Approved Research

Microvascular dysfunction and aging-related phenotypes

Tongji hospital, Tongji Medical College, Huazhong University of Science & Technology

Lay summary

Aims:

The ageing process yields structural and functional detriments to microcirculation, subsequently affecting various organ functionalities. These repercussions manifest in various microvascular ailments, such as coronary microvascular dysfunction and cerebral small vessel disease, among others. Our study seeks to elucidate the correlations between determinants (spanning lifestyle choices, environmental conditions, and biochemical markers) and microvascular diseases. By discerning these contributors, our ambition is to augment comprehension of these diseases, thereby underpinning scientific basis for prompt intervention and enhanced disease supervision.

Scientific rationale:

The ageing phenomenon poses one of the most significant challenges of our epoch globally. A surge in the senior demographic is evident; in 1950, a mere 5% of the global populace was 65 or older, which augmented to 9% by 2020. Projections from the World Health Organization anticipate that by 2050, one out of every five individuals will surpass 60 years. Consequently, age-induced maladies, notably cardiovascular and cerebrovascular diseases, are amplifying in prevalence. The implications? An impending strain on healthcare infrastructure, caregiver capacity, and global economies.

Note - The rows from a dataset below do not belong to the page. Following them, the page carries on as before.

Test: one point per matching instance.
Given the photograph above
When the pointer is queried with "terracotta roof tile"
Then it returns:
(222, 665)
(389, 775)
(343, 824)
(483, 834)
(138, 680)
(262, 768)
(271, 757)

Microcirculation, delineated as blood dynamics within arterioles, capillaries, and venules, holds paramount importance. These minuscule vascular entities, integrated within organs, are responsible for vital functions including tissue perfusion, oxygen transportation, and nutrient delivery. The ageing-induced microvascular anomalies play a pivotal role in the compromised functionality of diverse organs. These anomalies, stemming from age-induced microcirculatory alterations, jeopardize tissue oxygenation, nutrient transport, and waste elimination, detrimentally affecting organ systems.

Current literature offers a paucity of comprehensive examinations on the relationship between ageing and the cascading effects on microvascular health across multiple organs. Our endeavour is to systematically decipher this association, concurrently spotlighting potential risk contributors - genetic proclivities, lifestyle patterns, imaging changes, metabolic landscapes, environmental exposures, and potential gene-environment synergies - in the context of the UK Biobank, both cross-sectionally and longitudinally. We postulate that, beyond intrinsic mechanisms, extrinsic determinants may underpin the prevalence of microvascular conditions.

Project duration:

This project is expected to last for 3 years.

Public health impact:

The results of this project will increase our knowledge of microvascular diseases and identify the risk factors that accelerated microvascular diseases. This may facilitate innovative strategies to promote health in our ageing population. By identifying key contributing factors, public health policies can be developed to help provide scientific evidence for early intervention and better disease management, mitigate the incidence of microvascular diseases, ultimately improving elder population health outcomes and reducing the economic burden.